SINGLE_FILE: One file containing multiple records
  • Example: customers.csv with 100 customer records
MULTI_FILE: Multiple independent files
  • Example: 50 customer review text files
MULTI_FOLDER: Multiple folders, each containing related files
  • Example: Patient records where each folder = one patient
Not sure which type? See the Datasets guide for detailed comparison.

File Requirements

Ensure your files meet these requirements:
  • Encoding: UTF-8
  • Size: < 100 MB per file
  • Format: Valid file format (no corruption)
  • Naming: Use alphanumeric characters and underscores

Step 2: Create a Single-File Dataset

Via API

curl -X POST 'https://df-api.dataframer.ai/api/dataframer/datasets/create/' \
  -H 'Authorization: Bearer YOUR_API_KEY' \
  -F 'name=Customer Database' \
  -F 'dataset_type=SINGLE_FILE' \
  -F 'description=Main customer database export' \
  -F '[email protected]'
Response:
{
  "id": "550e8400-e29b-41d4-a716-446655440000",
  "name": "Customer Database",
  "dataset_type": "SINGLE_FILE",
  "description": "Main customer database export",
  "created_at": "2025-11-26T10:00:00Z",
  "file_count": 1
}

Via Python

from dataframer import Dataframer

# Initialize client (reads DATAFRAMER_API_KEY from environment)
# Or explicitly: client = Dataframer(api_key="your_api_key")
client = Dataframer()

# Create dataset with file
dataset = client.dataframer.datasets.create_with_files(
    name="Customer Database",
    dataset_type="SINGLE_FILE",
    description="Main customer database export",
    file=open("customers.csv", "rb")
)

print(f"Created dataset: {dataset.id}")
  1. Log in to https://app.aimon.ai
  2. Navigate to DatasetsCreate New
  3. Enter dataset name: “Customer Database”
  4. Select type: Single File
  5. Add description (optional)
  6. Click Choose File and select customers.csv
  7. Click Create Dataset

Step 3: Create a Multi-File Dataset

When you have multiple independent files:
curl -X POST 'https://df-api.dataframer.ai/api/dataframer/datasets/create/' \
  -H 'Authorization: Bearer YOUR_API_KEY' \
  -F 'name=Customer Reviews' \
  -F 'dataset_type=MULTI_FILE' \
  -F 'description=Product review collection' \
  -F '[email protected]' \
  -F '[email protected]' \
  -F '[email protected]' \
  -F '[email protected]' \
  -F '[email protected]'

Python Example

from pathlib import Path
from dataframer import Dataframer

# Initialize client (reads DATAFRAMER_API_KEY from environment)
# Or explicitly: client = Dataframer(api_key="your_api_key")
client = Dataframer()

# Prepare files
review_files = list(Path("./reviews").glob("*.txt"))
files = [open(f, "rb") for f in review_files]

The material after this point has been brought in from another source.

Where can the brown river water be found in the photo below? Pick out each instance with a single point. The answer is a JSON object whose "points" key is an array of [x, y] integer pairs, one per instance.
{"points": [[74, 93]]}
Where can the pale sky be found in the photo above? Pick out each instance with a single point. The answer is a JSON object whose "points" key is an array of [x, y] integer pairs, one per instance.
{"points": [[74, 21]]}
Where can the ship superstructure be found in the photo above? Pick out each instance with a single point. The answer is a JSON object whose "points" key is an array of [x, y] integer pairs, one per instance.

# Create dataset with multiple files
dataset = client.dataframer.datasets.create_with_files(
    name="Customer Reviews",
    dataset_type="MULTI_FILE",
    description="Product review collection",
    files=files
)

# Close files
for f in files:
    f.close()

print(f"Created dataset with {dataset.file_count} files")

Step 4: Create a Multi-Folder Dataset

For related files grouped in folders:

Prepare Folder Structure

patient_records/
├── patient_001/
│   ├── demographics.json
│   ├── lab_results.csv
│   └── doctor_notes.txt
├── patient_002/
│   ├── demographics.json
│   ├── lab_results.csv
│   └── doctor_notes.txt
└── patient_003/
    ├── demographics.json
    ├── lab_results.csv
    └── doctor_notes.txt

Create ZIP File

# Create ZIP of folder structure
cd patient_records
zip -r ../patient_records.zip .
cd ..

Upload ZIP

curl -X POST 'https://df-api.dataframer.ai/api/dataframer/datasets/create/' \
  -H 'Authorization: Bearer YOUR_API_KEY' \
  -F 'name=Patient Records' \
  -F 'dataset_type=MULTI_FOLDER' \
  -F 'description=Anonymized patient medical records' \
  -F 'file=@patient_records.zip'

Python Example

from dataframer import Dataframer

# Initialize client (reads DATAFRAMER_API_KEY from environment)
# Or explicitly: client = Dataframer(api_key="your_api_key")
client = Dataframer()

# Upload ZIP file - backend auto-detects MULTI_FOLDER structure
with open("patient_records.zip", "rb") as zip_file:
    dataset = client.dataframer.datasets.create_from_zip(
        name="Patient Records",
        description="Anonymized patient medical records",
        zip_file=zip_file
    )

print(f"Created dataset: {dataset.id}")
print(f"Type: {dataset.dataset_type} (auto-detected)")
print(f"Files: {dataset.file_count} | Folders: {dataset.folder_count}")
For MULTI_FOLDER datasets, upload a single ZIP file containing the folder structure.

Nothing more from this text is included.